La elección por descarte queda clara en que el apoyo que el expresidente y Patricia Bullrich le dieron a Milei no tiene una contrapartida programática ni política por parte del candidato. El decálogo que la postulante fallida expuso es apenas una declaración de principios sobre los que Milei ni siquiera se sintió en la obligación de manifestarse.

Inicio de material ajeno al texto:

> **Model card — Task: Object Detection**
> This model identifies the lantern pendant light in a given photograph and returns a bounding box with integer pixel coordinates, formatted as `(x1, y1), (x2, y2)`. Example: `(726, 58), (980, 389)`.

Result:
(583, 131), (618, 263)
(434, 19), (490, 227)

“Massa es un Kirchner 2.0, más inteligente, que conoce mejor todos los resortes del poder y con tan pocos o menos escrúpulos que él, capaz de sobrepasar todos los límites institucionales y legales. Nos va a poner a todos en libertad condicional. Por eso, entre un rufián conocido y una incógnita enorme, que puede ser una locura, prefiero optar por la incógnita”. Ese es el argumento con el que desde el miércoles pasado Macri justifica la maniobra que fracturó a la alianza que él fundó en 2015. Elisa Carrió y Ernesto Sanz, los otros dos socios fundadores de la coalición quedaron descolocados enfrente, impulsando la neutralidad.
Los apoyos a Massa que se han ido sumando en los últimos días para ponerle límite al proyecto antidemocrático, antipopular y regresivo para los derechos individuales y sociales que representaría Milei adolecen de similares deficiencias.
Los antecedentes del candidato y del espacio que representa y la ausencia de anuncios de políticas claras y precisas por adoptar en su gobierno para revertir una crisis que él mismo agravó, así como el hermetismo sobre la conformación de su gobierno, no están siendo expuestos a ninguna demanda para definir el voto con mejores argumentos que el rechazo o el miedo a su adversario.
Tal vez, en esta instancia dramática convenga recordar a Borges. La patria no sos vos. La patria no es el otro. La patria somos nosotros y no ellos. “Nadie es la patria, pero todos lo somos”.